2. Machine learning and AI in drug design

The advent of Machine Learning and AI in drug design is a game-changer, with statistical distributions playing a pivotal role in optimizing outcomes. This section delves deeper into the specifics of how ML and AI utilize distributions such as Normal, Uniform, and Xavier/Glorot in drug design.

The initialization of weights in deep learning and NN often uses the Normal or Uniform distribution. More recently, the Xavier/Glorot distribution, a specific type of Normal distribution, has been used to maintain the variance of activations and back-propagated gradients stable across layers [Citation9]. The recent development of the AutoInit algorithm has advanced the initialization of weights in NNs by adapting to different network architectures and analytically tracking the mean and variance of signals, thus improving performance across various network settings [Citation10].

With the rise of deep learning, deep generative models like Variational Autoencoders (VAEs) and Generative Adversarial Networks (GANs) have found use in de novo drug design. These models learn latent representations of molecular structures and use these to generate novel drug candidates [Citation11].** The DeepTarget model has been proposed as an end-to-end deep learning model for generating novel drug candidates based solely on the amino acid sequence of the target protein, reducing the heavy reliance on prior knowledge [Citation12]. Low-shot data: a single potent Nurr1 agonist as the template in fragment-augmentation, fine-tuned a chemical language model (CLM) using SMILES to obtain novel Nurr1 agonists using sampling frequency for design prioritization, demonstrating the usefulness of these methods in hit and lead generation [Citation13].

In drug design, reinforcement learning (RL) can optimize molecular properties and target binding through iterative optimization. The probability distributions in RL algorithms, such as policy gradients or Q-learning, help guide the search for promising drug candidates. The Softmax distribution is often used to convert the output of a NN into a probability distribution over actions. These probability distributions are advantageous in multi-armed bandit problems, where the agent must balance exploration and exploitation [Citation14]. The integration of RL with drug-target interaction for drug design has led to the development of a model that uses a recurrent NN for molecular modeling and drug-target affinity as the reward function for optimal molecular generation, thus improving the efficiency of drug design [Citation15].

Sudden jumps in properties such as bioactivities of closely related chemical compounds, called activity cliffs, are common in drug design and represent hard-to-model distributions since the changes in structure can be subtle, such as a change in one atom. Indeed, ML using molecular descriptors performed better than deep learning on activity cliffs in datasets [Citation16].

Bayesian approaches have gained popularity in drug design due to their capability to incorporate prior knowledge and uncertainty into the model. These methods leverage a variety of distributions to represent prior beliefs about the parameters being estimated.
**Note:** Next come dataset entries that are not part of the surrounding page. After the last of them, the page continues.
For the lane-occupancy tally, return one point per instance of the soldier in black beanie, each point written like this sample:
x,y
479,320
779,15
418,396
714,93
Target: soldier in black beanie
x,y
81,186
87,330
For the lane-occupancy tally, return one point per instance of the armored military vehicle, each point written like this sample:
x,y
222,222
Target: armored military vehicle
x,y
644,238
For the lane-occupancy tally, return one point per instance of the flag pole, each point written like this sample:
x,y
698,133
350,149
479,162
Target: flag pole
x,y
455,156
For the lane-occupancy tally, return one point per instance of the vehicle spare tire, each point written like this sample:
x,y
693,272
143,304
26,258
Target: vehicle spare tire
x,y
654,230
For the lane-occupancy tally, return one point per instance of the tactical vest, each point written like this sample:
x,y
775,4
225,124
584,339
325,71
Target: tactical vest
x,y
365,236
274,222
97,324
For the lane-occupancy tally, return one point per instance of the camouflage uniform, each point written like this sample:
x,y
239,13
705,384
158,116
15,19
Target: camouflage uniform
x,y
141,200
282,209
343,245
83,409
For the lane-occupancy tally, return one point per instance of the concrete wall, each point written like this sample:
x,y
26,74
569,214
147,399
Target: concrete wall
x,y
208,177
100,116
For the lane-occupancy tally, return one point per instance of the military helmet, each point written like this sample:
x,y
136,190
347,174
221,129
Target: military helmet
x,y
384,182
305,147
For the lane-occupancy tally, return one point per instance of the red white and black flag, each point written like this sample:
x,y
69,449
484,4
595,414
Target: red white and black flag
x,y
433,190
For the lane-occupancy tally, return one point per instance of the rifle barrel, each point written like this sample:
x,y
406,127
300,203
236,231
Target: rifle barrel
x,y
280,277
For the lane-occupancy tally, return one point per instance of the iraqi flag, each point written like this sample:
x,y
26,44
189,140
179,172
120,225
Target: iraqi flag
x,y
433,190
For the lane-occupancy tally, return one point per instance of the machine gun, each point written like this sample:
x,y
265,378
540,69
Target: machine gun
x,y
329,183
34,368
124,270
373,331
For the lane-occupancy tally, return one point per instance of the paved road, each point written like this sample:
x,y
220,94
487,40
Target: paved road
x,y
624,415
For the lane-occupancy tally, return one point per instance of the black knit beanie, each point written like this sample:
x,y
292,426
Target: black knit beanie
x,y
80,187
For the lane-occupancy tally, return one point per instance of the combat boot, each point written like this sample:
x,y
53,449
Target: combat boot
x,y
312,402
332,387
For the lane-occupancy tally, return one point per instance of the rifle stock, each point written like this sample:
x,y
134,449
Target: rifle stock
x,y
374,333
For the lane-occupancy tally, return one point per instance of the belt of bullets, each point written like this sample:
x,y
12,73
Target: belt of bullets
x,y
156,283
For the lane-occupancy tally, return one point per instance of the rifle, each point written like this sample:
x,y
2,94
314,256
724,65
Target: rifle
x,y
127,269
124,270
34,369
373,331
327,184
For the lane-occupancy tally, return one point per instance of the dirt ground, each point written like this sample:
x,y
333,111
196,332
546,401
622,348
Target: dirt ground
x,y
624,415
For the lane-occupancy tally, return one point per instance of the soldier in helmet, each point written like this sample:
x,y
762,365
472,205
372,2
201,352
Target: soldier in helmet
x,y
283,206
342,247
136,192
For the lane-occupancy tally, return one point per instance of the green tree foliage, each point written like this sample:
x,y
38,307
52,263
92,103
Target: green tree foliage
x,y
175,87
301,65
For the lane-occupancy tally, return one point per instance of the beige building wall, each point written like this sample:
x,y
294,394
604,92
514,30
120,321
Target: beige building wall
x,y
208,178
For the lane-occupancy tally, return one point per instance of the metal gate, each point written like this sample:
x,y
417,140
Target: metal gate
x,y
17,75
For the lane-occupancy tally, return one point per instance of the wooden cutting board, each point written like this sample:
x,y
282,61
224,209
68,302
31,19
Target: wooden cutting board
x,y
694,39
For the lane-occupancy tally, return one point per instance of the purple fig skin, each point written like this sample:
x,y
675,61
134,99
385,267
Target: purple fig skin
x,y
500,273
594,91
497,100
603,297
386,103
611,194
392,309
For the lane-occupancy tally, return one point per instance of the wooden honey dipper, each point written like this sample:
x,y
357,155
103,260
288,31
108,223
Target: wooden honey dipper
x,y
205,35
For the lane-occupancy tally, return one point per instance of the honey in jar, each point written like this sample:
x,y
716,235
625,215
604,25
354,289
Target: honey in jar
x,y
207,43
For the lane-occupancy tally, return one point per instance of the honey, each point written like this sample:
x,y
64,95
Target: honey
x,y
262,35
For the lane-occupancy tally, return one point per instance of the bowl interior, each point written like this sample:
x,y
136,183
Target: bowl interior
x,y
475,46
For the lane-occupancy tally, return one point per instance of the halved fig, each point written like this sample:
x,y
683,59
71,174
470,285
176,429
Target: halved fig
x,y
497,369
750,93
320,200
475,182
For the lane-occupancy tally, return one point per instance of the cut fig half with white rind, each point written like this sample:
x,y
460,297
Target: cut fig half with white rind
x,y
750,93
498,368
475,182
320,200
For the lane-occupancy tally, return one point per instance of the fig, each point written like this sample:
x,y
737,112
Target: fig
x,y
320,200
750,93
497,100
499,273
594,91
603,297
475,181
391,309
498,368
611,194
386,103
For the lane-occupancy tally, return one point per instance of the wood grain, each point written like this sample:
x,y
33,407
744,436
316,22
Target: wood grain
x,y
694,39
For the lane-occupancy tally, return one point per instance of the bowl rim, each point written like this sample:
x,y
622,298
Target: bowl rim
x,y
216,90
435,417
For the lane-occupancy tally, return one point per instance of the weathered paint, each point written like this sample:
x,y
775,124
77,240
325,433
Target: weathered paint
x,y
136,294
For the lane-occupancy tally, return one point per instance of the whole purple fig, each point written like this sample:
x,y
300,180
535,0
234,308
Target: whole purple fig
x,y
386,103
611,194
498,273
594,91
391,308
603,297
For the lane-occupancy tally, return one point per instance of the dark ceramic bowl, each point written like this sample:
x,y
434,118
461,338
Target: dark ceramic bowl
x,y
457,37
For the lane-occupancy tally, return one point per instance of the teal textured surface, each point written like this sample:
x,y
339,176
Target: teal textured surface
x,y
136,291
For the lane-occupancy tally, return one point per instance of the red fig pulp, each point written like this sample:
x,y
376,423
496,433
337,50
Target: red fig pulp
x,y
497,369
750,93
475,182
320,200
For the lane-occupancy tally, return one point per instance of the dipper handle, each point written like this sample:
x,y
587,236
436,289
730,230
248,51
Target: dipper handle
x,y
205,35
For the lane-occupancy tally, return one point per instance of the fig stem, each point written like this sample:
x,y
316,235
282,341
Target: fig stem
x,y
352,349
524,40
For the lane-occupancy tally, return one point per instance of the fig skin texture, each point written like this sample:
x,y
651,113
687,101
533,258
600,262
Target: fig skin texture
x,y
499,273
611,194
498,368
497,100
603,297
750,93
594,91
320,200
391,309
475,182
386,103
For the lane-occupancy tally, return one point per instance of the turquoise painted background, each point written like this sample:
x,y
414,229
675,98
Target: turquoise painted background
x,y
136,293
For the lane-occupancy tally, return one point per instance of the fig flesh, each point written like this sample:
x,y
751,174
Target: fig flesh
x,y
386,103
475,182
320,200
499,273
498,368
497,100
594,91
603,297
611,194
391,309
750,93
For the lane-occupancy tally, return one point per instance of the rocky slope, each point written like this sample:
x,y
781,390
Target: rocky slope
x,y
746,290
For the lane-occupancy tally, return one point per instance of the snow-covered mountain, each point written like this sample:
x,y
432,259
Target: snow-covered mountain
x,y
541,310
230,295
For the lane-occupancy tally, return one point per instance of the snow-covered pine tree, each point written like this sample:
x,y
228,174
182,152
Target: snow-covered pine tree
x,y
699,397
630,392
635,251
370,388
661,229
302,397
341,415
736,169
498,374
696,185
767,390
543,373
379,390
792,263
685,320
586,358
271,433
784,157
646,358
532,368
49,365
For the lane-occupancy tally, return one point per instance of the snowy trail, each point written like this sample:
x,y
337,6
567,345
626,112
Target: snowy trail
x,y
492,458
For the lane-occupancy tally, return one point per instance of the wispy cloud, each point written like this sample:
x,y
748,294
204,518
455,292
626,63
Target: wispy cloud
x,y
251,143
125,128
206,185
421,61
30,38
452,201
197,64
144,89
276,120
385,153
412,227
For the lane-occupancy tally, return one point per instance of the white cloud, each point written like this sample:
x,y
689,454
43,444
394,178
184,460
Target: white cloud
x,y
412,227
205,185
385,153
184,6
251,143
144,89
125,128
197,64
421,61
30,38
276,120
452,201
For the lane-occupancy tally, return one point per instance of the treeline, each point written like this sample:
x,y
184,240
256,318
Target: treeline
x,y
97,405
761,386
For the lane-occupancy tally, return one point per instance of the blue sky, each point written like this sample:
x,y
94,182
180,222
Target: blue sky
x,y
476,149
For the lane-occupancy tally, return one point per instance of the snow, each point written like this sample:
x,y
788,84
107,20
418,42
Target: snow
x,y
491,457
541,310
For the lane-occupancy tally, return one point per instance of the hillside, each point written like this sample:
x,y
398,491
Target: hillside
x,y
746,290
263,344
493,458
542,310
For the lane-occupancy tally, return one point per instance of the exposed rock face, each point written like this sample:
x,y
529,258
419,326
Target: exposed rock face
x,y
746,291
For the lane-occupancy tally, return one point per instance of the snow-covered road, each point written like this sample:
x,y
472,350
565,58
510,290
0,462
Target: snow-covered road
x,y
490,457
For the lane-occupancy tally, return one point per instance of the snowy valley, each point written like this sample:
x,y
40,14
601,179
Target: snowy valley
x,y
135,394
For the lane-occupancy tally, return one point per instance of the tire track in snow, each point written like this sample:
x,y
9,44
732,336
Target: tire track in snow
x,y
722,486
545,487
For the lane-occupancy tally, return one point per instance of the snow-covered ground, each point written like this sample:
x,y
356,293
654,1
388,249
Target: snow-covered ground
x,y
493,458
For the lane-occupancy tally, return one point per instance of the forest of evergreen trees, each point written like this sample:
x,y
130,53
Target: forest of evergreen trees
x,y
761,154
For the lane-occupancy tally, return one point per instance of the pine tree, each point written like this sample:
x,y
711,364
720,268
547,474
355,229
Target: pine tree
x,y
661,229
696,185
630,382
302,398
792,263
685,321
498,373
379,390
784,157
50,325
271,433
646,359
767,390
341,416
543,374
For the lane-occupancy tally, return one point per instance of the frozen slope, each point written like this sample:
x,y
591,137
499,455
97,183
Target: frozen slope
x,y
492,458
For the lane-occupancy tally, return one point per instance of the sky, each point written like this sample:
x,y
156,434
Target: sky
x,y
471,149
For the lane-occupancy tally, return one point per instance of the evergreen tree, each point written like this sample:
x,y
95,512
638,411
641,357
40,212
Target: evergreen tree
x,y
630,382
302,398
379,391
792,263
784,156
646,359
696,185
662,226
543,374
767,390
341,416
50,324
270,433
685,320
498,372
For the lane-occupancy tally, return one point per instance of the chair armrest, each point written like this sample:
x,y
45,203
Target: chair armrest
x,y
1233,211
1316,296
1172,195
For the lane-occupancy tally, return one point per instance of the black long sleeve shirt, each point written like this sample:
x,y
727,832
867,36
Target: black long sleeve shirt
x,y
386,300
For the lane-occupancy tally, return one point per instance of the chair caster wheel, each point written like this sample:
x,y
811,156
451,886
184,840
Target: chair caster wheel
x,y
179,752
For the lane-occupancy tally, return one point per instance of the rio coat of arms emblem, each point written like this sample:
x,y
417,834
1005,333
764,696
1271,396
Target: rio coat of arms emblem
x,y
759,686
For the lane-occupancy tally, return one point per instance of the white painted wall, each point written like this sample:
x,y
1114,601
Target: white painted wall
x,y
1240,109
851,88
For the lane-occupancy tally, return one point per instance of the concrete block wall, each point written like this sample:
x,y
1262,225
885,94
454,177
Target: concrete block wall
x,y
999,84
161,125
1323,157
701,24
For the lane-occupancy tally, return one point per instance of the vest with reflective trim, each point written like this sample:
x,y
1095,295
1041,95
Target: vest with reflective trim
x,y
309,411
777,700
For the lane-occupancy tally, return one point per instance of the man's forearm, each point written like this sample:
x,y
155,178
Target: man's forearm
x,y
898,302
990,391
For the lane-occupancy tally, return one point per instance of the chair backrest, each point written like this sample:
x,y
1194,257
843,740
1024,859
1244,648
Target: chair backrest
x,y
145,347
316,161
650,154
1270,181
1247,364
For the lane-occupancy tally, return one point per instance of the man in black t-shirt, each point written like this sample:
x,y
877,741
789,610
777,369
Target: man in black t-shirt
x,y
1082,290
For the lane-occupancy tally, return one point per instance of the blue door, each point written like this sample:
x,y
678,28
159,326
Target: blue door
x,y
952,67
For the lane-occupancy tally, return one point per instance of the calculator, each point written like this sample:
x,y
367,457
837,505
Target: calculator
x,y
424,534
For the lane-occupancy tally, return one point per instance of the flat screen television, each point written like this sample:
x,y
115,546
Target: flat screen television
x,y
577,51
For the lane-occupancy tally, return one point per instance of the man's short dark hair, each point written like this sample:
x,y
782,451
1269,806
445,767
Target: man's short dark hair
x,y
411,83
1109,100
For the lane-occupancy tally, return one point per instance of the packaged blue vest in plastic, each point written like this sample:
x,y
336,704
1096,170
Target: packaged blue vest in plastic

Here, the manuscript, the use by Bayesian methods of these distributions in the process of drug design is explored.

Bayesian models often use various probability distributions, such as Normal, Gamma, or Beta distributions, to represent prior beliefs about the parameters being estimated [Citation17]. In clinical trials, Bayesian statistical methods incorporate prior data into trial design, analysis, and decision-making. They are increasingly recognized for their potential to reduce the time and cost of bringing innovative medicines to patients [Citation18].

Gaussian processes are also used as priors in Bayesian optimization. A Gaussian process is a collection of random variables, any finite number of which have a joint Gaussian distribution, allowing to model uncertainty about the function to optimize [Citation19]. The choice of distribution in a Bayesian network depends on the nature of the variables. For binary variables, a Bernoulli distribution might be used. For positive integer counts, a Poisson distribution might be used instead. For continuous variables, a Normal distribution can be used [Citation20].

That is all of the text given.